Apparently abandoned like orphans by the establishment, the Bombers only look up to their Cuban coach and his Ghanaian assistant in virtually all their endeavours as they have to improvise with every conceivable equipment which will aid their training for the Games, though much will be expected of them from their compatriots.
The story they told the GRAPHIC SPORTS, and what we saw when we visited them in training at the Fire Service Training School in Accra, were summed up in our report thus: “Lack of training equipment and zero motivation.”
Apart from the fact that no place had officially been put at their disposal for training and that they only secured an area around the Five Service Training School through the industry of the assistant coach, and by the kind courtesy of some staff of the school who were once boxers themselves, the training takes place in a dilapidated structure with no roof, doors or windows.
Indeed, what we saw was an eyesore — the boxers carrying out their training instructions on the concrete floor of the building and using suspended old vehicle tyres tied together as punching bags.
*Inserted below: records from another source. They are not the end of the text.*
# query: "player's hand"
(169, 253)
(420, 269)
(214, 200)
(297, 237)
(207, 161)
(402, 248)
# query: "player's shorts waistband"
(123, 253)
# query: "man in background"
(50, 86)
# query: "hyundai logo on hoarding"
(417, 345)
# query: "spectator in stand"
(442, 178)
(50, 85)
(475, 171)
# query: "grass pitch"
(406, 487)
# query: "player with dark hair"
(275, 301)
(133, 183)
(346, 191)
Every sports-loving Ghanaian must be worried about the predicament of these would-be All Africa Games boxers and their trainers who lamented about having gone through a similar ordeal in their preparations prior to the Zone 3 eliminators in Abidjan last February. Thankfully, all seven of them managed to qualify.
These are the patriots who, even on empty stomachs, are ready to sacrifice to raise the flag and image of Ghana. And, significantly, their foreign coach is even first to demonstrate commitment to the national cause by ordering the recital of the national anthem and pledge after every session of training.
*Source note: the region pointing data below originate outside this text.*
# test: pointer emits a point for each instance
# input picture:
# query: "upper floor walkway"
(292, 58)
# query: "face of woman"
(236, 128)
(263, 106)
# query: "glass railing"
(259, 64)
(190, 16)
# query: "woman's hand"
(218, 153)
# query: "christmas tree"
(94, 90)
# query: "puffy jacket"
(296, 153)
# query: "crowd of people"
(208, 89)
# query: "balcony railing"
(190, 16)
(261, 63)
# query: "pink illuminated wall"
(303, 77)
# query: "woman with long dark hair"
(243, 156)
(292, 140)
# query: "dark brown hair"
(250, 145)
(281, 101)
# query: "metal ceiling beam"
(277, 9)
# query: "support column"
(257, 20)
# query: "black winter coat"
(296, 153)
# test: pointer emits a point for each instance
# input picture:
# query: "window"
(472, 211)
Certainly, this must be a rare breed of a foreign trainer who even doles part of his meagre allowance to the boxers for food and transportation on a daily basis.
Juxtapose him against other foreign trainers of our sports teams, some of whom are on $30,000 monthly salary, with the luxury of fringe benefits, and the Bombers' trainer comes as a Ghanaian in an expatriate clothing.
He is passionate about turning the team into excellent achievers and this passion seems to know no bounds, despite the difficulties and his frustration about their welfare.
As the Cuban trainer, Roberto Chavez, lamented, “Their welfare is very dear to my heart because without motivation they will be demoralised.”
This must be instructive enough for the powers that be to wake up to their responsibilities and give attention to the other national teams as they give to the football teams.
Of course, the Ghana Amateur Boxing Association, chaired by Solomon Ofei Darko, cannot escape blame in all of this in view of the attempt to seek refuge in the all-too-familiar refrain of government's failure to release funds.